[P1] Experimental setup for instruction following experiments in the ReFT paper

stanfordnlp / pyreft

ReFT: Representation Finetuning for Language Models

https://arxiv.org/abs/2404.03592

Apache License 2.0

947 stars 77 forks source link

[P1] Experimental setup for instruction following experiments in the ReFT paper #107

Closed savadikarc closed 3 weeks ago

savadikarc commented 3 weeks ago

Thanks for this awesome library, and for the example scripts!

I have a couple of very basic questions about the experimental setup for the instruction following experiments in the ReFT paper. The paper mentions that the hyperparameter tuning is done by using the Alpaca-52k dataset for training, the final runs use Ultrafeedback for training, and uses the prompt template from https://github.com/tatsu-lab/stanford_alpaca.

Is the same template used when training the models using Alpaca-52k (during hyperparameter tuning)? I ask this because the example scripts in examples/alpaca does not seem to use this template in its Dataset and Dataloader, but the scripts in examples/loreft do (I may be missing something).
Is the hyperparameter tuning done using Llama 2 or LLaMA-1? The main results (Table 3) mention Llama 2, but the Appendix (Appendix D.1 and Table 7) says LLaMA-1.

frankaging commented 3 weeks ago

Hey @savadikarc! Thanks for your questions.

For results in the paper, please only use scripts under the examples/loreft folder, for hyperparameter tuning as well as final results!

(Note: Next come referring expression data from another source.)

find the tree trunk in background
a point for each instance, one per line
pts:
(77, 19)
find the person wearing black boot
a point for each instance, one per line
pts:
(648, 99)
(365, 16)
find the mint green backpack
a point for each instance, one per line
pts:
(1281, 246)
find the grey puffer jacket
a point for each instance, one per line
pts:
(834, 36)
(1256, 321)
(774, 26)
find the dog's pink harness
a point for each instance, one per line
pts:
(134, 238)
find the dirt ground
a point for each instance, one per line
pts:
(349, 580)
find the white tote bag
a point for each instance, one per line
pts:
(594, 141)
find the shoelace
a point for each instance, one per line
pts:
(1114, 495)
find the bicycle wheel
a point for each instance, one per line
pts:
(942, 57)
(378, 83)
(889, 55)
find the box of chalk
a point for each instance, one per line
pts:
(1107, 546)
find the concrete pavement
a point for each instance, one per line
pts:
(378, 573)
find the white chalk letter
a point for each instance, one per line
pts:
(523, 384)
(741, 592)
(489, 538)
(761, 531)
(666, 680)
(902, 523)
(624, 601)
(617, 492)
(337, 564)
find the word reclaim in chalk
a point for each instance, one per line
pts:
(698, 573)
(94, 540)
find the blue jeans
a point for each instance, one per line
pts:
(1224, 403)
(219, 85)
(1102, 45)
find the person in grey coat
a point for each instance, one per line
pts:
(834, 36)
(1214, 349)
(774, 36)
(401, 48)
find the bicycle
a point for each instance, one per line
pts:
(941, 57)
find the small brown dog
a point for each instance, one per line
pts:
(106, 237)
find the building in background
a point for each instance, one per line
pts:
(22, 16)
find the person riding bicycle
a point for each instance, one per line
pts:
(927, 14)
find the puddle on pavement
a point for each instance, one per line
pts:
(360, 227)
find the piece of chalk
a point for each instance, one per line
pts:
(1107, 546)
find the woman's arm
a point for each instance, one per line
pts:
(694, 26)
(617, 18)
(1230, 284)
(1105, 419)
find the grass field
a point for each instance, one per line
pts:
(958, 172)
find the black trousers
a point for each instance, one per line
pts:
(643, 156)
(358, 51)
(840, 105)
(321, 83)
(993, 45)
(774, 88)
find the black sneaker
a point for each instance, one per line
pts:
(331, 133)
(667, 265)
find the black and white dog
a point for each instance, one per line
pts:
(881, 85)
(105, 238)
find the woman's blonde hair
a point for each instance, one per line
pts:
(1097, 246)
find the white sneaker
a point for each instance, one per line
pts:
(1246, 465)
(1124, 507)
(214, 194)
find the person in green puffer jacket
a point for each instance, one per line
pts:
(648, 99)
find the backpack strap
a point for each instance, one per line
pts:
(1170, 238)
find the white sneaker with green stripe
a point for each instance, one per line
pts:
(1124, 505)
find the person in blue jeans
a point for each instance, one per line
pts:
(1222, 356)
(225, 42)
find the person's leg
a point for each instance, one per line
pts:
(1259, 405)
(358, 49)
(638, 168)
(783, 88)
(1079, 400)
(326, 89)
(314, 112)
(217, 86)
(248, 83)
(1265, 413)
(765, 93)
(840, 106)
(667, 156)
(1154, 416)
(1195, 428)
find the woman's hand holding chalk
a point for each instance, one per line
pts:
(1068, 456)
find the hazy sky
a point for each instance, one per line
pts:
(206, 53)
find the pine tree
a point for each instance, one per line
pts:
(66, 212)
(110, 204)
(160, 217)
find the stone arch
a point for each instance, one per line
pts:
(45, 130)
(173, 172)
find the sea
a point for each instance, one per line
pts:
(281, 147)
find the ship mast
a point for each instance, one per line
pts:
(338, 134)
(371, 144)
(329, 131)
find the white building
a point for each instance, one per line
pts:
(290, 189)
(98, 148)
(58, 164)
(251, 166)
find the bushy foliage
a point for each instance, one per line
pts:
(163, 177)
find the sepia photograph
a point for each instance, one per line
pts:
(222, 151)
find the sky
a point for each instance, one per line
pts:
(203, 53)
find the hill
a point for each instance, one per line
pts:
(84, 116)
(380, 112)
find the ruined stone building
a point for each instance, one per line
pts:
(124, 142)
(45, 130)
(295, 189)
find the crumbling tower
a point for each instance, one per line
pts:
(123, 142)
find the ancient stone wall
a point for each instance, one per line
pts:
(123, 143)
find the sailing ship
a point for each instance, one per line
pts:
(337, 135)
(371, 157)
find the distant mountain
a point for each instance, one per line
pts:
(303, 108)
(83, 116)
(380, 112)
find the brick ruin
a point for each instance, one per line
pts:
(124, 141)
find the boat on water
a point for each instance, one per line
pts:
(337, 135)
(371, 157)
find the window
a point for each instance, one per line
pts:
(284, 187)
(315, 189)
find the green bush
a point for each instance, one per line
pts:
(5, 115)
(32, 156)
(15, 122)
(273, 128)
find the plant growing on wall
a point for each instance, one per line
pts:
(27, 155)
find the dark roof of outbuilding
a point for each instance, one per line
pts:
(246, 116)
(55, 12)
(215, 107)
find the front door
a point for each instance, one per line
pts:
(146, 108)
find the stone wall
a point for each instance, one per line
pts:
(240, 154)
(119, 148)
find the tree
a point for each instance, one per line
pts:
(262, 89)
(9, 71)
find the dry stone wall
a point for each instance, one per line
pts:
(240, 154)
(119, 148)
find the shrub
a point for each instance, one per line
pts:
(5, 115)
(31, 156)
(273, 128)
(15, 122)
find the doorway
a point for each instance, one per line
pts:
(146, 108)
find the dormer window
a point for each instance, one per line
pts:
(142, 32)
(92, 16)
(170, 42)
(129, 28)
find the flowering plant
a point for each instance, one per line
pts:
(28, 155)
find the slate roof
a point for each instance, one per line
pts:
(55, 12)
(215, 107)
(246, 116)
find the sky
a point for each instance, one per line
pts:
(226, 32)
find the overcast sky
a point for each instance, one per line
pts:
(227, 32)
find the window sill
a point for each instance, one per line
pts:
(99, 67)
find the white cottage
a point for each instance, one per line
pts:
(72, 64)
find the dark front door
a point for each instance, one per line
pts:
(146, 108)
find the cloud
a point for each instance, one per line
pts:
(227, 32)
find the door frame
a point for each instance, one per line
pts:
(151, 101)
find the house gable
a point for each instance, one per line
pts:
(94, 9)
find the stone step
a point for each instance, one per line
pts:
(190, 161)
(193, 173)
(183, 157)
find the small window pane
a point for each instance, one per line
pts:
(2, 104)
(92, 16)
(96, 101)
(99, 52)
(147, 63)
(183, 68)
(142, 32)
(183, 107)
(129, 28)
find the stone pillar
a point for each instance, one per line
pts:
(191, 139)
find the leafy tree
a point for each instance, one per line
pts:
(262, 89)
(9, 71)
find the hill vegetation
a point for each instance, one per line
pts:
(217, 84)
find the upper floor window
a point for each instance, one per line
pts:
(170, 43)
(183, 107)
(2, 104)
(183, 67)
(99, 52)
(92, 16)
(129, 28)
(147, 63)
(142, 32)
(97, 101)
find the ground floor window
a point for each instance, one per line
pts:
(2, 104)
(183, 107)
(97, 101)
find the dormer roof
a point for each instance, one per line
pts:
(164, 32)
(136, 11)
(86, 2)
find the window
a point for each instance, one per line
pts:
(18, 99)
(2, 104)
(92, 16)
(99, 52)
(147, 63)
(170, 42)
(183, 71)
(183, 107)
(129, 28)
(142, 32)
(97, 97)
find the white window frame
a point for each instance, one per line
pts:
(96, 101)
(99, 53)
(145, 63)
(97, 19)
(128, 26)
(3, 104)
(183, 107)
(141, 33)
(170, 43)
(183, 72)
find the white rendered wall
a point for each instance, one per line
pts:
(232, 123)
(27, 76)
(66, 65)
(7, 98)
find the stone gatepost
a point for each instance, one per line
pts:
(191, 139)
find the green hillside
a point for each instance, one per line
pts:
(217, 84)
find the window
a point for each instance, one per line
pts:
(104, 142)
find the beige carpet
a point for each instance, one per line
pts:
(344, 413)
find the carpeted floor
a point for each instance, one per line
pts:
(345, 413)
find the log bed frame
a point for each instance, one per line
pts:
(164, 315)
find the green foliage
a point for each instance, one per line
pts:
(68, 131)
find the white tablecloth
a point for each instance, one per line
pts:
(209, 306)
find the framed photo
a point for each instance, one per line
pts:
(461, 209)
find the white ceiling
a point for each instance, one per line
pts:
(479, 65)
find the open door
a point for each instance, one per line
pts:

For Alpaca-Eval v1.0, we are using LLaMA-1 for hyperparameter tuning, and applying to Llama-2 so that we are not overfitting our hyperparameters. examples/alpaca is a minimal example for generic Alpaca-like finetuning.

For hyperparameter tuning with Alpaca-52K, we have this in our task config: https://github.com/stanfordnlp/pyreft/blob/main/examples/loreft/task_config.py#L55

You can specify this task in the args to load datasets for training etc.. Let me know if you have other questions!

savadikarc commented 3 weeks ago

Thanks for clarifying! I got confused because when I ran

python train.py -task alpaca \
    -data_dir dataset \
    -model meta-llama/Llama-2-7b-hf \
    -seed 42 -l "3;9;18;24" -r 4 -p f5+l5 -e 9 -lr 9e-4 \
    -type LoreftIntervention \
    -gradient_accumulation_steps 32 \
    -batch_size 4 \
    -eval_batch_size 2 \
    --test_split test \
    --use_normalized_template \
    --max_length 768

I got an error datasets.exceptions.DatasetNotFoundError: Dataset 'alpaca' doesn't exist on the Hub or cannot be accessed. Assuming that the code uses the cleaned alpaca data from https://github.com/aryamanarora/LLM-Adapters/blob/main/ft-training_set/alpaca_data_cleaned.json, minor changes solved the issue. I've created a pull request with the changes here: https://github.com/stanfordnlp/pyreft/pull/108

frankaging commented 3 weeks ago

@savadikarc Thanks for catching this! It seems like when we refactored the dataset loading classes, alpaca is missed.